Born as a son of a millionaire in Hadong, South Gyeongsang Province, Lee joined the drama alliance under the communist regime during the war. That eventually disrupted the first act of his life because it was rebellious from the point of view of the Republic of Korea. He even served in prison for more than two years for writing a column encouraging unification.
The second act of his life opened when he published a novel at the age of 44. As a popular writer, he defended the Chun Doo-hwan regime during the fifth republic.
Lee Byung-ju became rich and famous. He was the last to see the poet Kim Su-young. The two were the same age and studied together in Japan. On June 16, 1968, the poor Kim Su-young dropped by the publishing company to ask for an advance payment and got together with Lee. They drank together. But Kim rejected Lee’s offer to give a drive home. Was it because the two disagreed philosophically? A bus hit the staggering Kim and killed him.
Lee Byung-ju called himself a professional writer and wrote enthusiastically. “I write because I bear a grudge. I should write as much as possible and about anything.” He wrote 200,000 words a month and left works of more than 20,000,000 words behind.
Half of his novels are historical sagas. “When the sun sets, it becomes history and when moonlight fades, it becomes a myth.” He wrote about the stories of the individuals abused by history. Sometimes he wrote like a historian more than a novelist.

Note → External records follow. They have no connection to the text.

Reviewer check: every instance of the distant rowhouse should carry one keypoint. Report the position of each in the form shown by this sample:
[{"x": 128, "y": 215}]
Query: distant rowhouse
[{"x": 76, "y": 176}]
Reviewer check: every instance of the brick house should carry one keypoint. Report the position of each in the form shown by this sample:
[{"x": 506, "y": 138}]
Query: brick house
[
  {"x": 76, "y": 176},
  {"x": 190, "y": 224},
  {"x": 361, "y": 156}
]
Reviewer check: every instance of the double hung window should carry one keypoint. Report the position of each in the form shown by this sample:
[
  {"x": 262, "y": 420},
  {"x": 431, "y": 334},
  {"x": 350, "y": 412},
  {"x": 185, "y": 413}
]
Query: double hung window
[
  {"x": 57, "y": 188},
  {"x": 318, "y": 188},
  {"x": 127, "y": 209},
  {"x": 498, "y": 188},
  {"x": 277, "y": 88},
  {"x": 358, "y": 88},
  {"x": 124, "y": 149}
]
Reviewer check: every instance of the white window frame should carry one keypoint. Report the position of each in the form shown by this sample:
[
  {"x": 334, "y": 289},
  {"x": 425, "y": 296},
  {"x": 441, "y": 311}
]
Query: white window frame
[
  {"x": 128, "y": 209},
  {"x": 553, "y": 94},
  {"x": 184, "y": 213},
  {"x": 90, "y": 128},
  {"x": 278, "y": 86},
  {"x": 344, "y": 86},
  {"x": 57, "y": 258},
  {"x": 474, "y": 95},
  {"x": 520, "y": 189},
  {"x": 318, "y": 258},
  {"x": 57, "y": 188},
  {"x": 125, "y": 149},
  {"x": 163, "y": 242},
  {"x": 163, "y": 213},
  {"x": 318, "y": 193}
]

The last days of Lee Byung-ju were not spectacular. The leftists called him a traitor and the rightists abandoned him for his past. Finally Lee stepped into the sun during the 14 years since his death. People from leftists Rhee Yueng-hui and Yim Hun-young to rightists Lee Mun-yeol came together at his commemoration gathering. In his hometown, an uproarious literature festival took place. What good would ideologies do during memorial services for the wandering lonely spirit? Yet it is delightful and good to see a picture with the leftists and the rightists gathered together. Is it a symptom showing our society is recovering some composure?


by Lee Chul-ho

The writer is an editorial writer of the JoongAng Ilbo.